It seems natural that the vernal, or Spring, equinox has, time-out-of-mind, marked new birth. In pre-Christian times the occasion honoured the Germanic Eastre, the goddess of the dawn. Eastre can be traced back to Proto-Indo-European roots, her name deriving from Austro, meaning dawn, or bright light. The venerable Bede, from whom we learn about Aestre, reports that by his time the tradition had already died out, to be replaced by the paschal month. Though it must be said the Venerable Bede is not always regarded as a thoroughly reliable source. It is from Eastre we get our modern name Easter. Some think this is a big deal but when Christians on Easter Sunday morning proclaim, ‘He is Risen indeed!’ I wonder how much it really matters.
Christians are not ‘celebrating paganism’ at Easter, nor have we stolen a pagan idea. At this same time we mark the death and resurrection of Jesus, during the Jewish feats of Passover, and have simply ‘baptised’ the name into the Christian lexicon. In much the same way we often meet in buildings that look suspiciously like Roman basilica, build churches where once pagans planted their ‘sacred’ trees, and celebrate the birth of Jesus during the Winter solstice.

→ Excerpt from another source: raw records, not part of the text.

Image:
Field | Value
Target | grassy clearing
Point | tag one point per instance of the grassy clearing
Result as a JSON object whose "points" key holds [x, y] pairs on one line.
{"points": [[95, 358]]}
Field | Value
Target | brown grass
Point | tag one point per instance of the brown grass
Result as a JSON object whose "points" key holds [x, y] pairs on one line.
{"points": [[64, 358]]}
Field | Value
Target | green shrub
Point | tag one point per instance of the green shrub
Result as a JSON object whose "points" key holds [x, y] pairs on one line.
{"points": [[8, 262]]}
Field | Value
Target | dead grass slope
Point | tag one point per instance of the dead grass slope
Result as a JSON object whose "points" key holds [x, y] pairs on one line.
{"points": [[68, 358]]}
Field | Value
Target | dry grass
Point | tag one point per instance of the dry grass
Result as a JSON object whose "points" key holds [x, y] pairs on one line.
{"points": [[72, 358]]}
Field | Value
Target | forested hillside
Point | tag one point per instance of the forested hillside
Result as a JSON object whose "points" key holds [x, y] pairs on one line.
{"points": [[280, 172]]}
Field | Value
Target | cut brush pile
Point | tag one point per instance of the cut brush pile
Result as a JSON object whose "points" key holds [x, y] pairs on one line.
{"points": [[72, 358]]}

It is the focus of your worship that identifies your loyalties after all.
The giving of Easter eggs is based on pre-Christian festivals of fertility and Spring. Eggs clearly symbolise new life and the first Easter eggs were painted hens eggs. It was forbidden to eat eggs during Lent but it didn’t occur to anyone to tell the hens, who just kept laying them, so the eggs were boiled, decorated, and saved for Easter. There is also Egg Saturday, the Saturday before Shrove Tuesday when, because eggs were forbidden during Lent, people had an Egg Feast to use up eggs before the fast began. I just hope they had plenty of roughage to balance out the effects of eating so many eggs.

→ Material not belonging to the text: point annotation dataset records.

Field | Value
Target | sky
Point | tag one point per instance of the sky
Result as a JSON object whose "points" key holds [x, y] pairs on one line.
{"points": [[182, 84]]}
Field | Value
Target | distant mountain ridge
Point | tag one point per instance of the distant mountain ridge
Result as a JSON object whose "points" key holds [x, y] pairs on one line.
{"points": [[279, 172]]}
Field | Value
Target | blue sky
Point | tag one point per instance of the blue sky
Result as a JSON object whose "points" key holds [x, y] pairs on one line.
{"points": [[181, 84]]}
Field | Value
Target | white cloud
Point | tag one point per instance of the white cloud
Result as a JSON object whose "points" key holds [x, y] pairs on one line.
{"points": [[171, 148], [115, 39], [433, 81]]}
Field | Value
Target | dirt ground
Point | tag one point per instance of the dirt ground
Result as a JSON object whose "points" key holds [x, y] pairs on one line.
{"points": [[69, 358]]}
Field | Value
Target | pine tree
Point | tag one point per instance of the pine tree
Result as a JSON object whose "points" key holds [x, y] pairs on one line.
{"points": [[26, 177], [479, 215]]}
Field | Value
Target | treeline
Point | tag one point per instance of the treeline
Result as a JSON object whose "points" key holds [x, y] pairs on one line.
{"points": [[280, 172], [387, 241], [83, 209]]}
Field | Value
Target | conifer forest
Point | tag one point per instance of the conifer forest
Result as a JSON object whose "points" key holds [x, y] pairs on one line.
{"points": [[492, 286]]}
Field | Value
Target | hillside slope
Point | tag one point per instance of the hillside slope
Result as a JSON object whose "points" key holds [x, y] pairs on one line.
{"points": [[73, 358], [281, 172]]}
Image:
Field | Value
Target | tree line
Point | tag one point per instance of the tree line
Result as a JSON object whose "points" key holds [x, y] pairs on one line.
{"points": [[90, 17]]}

It is an easy mistake to make in an age when people don’t pay as much attention to the church calendar as they once did, but Easter Saturday is the Saturday after Easter. The Saturday between Good Friday and Easter Sunday is called Holy Saturday.
There is much talk of standardising, fixing the date of Easter across the world. It will take five to ten years to do this, if it is done at all, because church leaders don’t wait until January to decide what date Easter will be this year. We depend heavily on astronomers to help us identify the date many years years ahead. It falls on the first Sunday after the full moon on or following 21 March. The problem arises, not because of anything in the Bible or Christian tradition, but because our calendars are imperfect and different calendars are used across the world.